Why would they keep taking on so much responsibility? To raise your standard of living? Why should they care about you?

Any of those guys are capable of becoming a surf bum, living on $30k a year, but instead, they build massive companies that deliver incredible value to the rest of us — they get their money because we pay them for that value. Would you rather incentivize Elon Musk to keep working on Tesla or would you prefer him to retire?

1 comments

> It's not ours to take. Where did it come from? Bezos produced it at Amazon. He has a moral right to keep it.

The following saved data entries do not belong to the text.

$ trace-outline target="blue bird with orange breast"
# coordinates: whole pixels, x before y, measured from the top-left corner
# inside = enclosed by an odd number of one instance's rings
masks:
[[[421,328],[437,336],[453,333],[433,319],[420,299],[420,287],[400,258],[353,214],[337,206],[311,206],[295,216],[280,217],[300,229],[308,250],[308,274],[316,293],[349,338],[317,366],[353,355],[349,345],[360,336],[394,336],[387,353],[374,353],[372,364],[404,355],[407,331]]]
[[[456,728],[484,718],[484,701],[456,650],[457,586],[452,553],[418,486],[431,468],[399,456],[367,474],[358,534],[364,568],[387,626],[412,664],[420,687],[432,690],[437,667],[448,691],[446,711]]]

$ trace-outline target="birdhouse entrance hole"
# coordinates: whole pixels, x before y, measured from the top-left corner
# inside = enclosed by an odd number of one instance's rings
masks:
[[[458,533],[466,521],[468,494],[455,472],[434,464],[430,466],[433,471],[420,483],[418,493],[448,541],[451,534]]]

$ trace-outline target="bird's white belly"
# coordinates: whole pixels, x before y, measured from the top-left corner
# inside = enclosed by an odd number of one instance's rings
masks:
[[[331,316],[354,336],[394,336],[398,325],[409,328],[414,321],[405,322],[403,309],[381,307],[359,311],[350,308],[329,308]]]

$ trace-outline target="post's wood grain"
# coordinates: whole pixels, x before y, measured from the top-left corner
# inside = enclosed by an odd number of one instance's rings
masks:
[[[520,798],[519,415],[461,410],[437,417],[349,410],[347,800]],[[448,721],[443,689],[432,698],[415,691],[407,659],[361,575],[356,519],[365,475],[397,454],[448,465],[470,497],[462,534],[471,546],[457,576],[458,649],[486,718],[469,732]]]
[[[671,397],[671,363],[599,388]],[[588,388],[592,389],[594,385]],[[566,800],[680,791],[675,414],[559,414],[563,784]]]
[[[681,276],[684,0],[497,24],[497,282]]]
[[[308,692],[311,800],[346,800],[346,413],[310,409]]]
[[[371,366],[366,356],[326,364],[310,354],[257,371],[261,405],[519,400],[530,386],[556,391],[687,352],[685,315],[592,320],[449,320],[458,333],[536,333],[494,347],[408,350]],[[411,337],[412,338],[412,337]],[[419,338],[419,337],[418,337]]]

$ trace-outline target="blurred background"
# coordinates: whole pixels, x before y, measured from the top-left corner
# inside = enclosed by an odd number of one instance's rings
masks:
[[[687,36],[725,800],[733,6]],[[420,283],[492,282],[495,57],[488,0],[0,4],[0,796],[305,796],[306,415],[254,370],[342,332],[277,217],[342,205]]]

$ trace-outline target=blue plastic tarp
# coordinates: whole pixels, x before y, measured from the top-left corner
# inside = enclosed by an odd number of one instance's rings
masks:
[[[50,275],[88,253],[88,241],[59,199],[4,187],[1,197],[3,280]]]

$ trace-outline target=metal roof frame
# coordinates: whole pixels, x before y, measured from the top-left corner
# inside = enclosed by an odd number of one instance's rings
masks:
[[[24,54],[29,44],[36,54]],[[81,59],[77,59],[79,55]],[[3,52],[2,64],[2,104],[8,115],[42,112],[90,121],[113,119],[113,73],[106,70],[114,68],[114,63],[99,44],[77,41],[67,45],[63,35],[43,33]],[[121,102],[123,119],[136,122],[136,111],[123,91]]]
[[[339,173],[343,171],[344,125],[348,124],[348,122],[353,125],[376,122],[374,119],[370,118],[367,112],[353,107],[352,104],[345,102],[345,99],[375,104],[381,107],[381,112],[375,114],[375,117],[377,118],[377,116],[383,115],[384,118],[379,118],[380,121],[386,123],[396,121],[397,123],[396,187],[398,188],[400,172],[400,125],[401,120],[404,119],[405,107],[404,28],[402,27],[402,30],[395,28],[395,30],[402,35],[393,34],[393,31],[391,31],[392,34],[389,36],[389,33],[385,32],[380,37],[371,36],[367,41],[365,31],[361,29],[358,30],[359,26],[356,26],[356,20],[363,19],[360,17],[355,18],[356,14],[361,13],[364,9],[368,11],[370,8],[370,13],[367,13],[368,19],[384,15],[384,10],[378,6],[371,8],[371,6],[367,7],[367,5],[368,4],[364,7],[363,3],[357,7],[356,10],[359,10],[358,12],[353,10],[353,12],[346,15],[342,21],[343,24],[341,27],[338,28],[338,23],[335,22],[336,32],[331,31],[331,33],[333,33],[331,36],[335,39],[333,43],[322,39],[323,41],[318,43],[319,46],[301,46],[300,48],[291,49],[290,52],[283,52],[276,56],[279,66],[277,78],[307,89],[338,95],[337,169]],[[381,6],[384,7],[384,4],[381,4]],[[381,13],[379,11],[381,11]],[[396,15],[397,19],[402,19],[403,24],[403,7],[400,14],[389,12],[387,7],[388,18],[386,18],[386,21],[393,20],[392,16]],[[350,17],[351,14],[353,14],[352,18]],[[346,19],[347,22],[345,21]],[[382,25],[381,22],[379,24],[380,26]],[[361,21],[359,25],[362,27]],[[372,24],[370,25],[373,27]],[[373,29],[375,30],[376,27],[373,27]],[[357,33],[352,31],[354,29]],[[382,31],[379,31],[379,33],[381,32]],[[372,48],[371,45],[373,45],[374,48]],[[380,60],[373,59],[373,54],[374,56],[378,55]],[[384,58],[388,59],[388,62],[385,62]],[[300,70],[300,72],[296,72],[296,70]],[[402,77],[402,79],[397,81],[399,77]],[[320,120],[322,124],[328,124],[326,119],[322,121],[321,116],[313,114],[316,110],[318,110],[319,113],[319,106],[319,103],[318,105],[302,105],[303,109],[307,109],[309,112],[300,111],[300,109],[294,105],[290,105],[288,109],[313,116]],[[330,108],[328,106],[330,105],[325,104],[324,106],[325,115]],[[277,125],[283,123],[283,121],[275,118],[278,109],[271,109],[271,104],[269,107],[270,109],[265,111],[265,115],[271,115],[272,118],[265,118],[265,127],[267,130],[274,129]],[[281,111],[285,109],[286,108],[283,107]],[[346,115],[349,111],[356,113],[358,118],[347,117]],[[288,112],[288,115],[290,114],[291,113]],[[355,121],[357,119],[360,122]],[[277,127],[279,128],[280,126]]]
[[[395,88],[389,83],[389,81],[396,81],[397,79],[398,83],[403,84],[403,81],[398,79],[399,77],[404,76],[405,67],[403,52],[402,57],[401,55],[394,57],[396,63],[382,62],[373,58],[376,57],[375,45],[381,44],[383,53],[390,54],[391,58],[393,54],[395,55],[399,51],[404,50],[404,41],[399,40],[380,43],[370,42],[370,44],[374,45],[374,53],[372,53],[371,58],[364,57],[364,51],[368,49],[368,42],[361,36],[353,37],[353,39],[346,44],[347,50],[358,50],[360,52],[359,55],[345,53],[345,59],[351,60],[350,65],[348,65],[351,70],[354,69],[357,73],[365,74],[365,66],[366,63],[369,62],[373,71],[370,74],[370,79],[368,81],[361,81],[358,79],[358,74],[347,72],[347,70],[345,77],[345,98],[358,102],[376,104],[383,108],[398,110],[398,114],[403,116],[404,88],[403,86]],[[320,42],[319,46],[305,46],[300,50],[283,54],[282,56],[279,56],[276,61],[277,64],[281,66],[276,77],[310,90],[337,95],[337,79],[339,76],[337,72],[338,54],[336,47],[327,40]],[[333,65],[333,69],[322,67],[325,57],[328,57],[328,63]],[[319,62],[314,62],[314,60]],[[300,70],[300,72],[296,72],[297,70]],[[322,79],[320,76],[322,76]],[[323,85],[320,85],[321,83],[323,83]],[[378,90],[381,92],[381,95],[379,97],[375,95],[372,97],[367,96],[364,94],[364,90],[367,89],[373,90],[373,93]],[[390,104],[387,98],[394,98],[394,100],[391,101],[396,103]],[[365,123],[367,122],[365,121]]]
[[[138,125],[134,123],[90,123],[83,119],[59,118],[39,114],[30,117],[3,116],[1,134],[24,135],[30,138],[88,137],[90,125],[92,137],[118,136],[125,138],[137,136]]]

So you are advocating 0% taxes?

That argument (of type Econ 101/Ayn Rand) is misguided, because the world is not as envisaged by Econ 101 (or Ayn Rand, who famously enjoyed Social Security and Medicare).

Counter arguments:

1. Society has made available the gift of the limited liability company, to encourage risk taking and entrepreneurship.

2. Society has made available streets, canalisation, schools, defence, police, fire fighters, certain forms of insurance, etc., for a simple reason: market failures. Those goods would be provided in insufficient (suboptimal) number by the free market due to: strong positive externalities, non-excludability, adverse selection, and many other reasons.

For those (and many other reasons) government does have the right to taxation. The question then is the optimal level.

> Your superficially benevolent idea has been tried, it always results in mass hunger and death.

Yeah, the poor Northern Europeans, starving to death... Somewhat higher income, capital gains, estate, and maybe even wealth taxes won't result in mass starvation.

> they get their money because we pay them for that value.

Again, a neat Econ 101 idea that fails to take into account reality. "salary = marginal product" is only true under entirely idealised assumptions of perfect competition [1], in particular no economies of scale and no network effects. That is most definitely not the case for today's tech companies, which quite obviously have monopolistic tendencies, thus extraction of monopoly profit (rent) which accrues, guess to whom, the boss.

And, for what it's worth, if Elon becomes a surf bum, or twitters full time, we'll still get great electric vehicles, maybe a tad later.